Hello Everyone, I am learning data science from data science central. I am a beginner in this field and i want to know the comparison between overfitting and underfitting in Predictive Performance. I am preparing my self for the next level in interview also. So if anyone knows about overfitting and underfitting, Please explain me with examples.
When we run our training algorithm on the data set, we allow the overall cost (i.e. distance from each point to the line) to become smaller with more iterations. Leaving this training algorithm run for long leads to minimal overall cost. However, this means that the line will be fit into all the points (including noise), catching secondary patterns that may not be needed for the generalizability of the model.
We want the model to learn from the training data, but we don’t want it to learn too much (i.e. too many patterns). One solution could be to stop the training earlier.
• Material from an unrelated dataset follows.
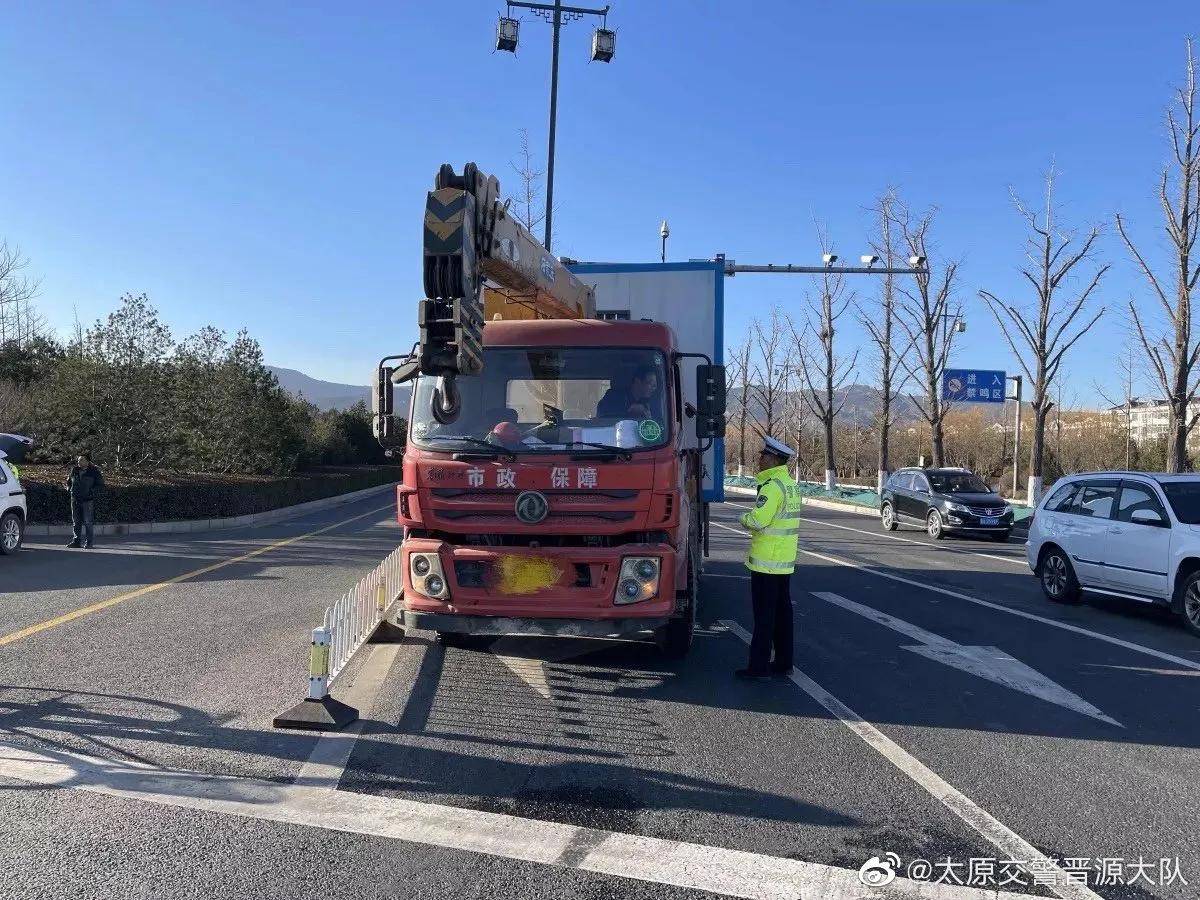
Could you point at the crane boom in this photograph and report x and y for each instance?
(471, 239)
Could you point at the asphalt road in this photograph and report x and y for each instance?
(941, 711)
However, this could lead the model to not learn enough patterns from the training data, and possibly not even capture the dominant trend. This case is called underfitting.
Always, always remember that data science is statistics. Model fitting is like curve fitting.
My go to mental model is trying to put a polynomial trend line through a scatter plot. If you use too high of a degree polynomial, you exactly fit every point in the plot but you don’t see a trend. If you use too low of a degree polynomial, your trend line misses the general trend of the data.
Here is a good graphic [https://scikit-learn.org/stable/_images/sphx_glr_plot_underfitting_overfitting_001.png]
Thanks @khatrivijaysingh1994 and @JeremyLT to clear my doubt in the comparison between overfitting and underfitting. Although both overfitting and underfitting yield poor predictive performance, the way in which each one of them does so is different. While the overfitted model overreacts to minor fluctuations in the training data, the underfit model under-reacts to even bigger fluctuations.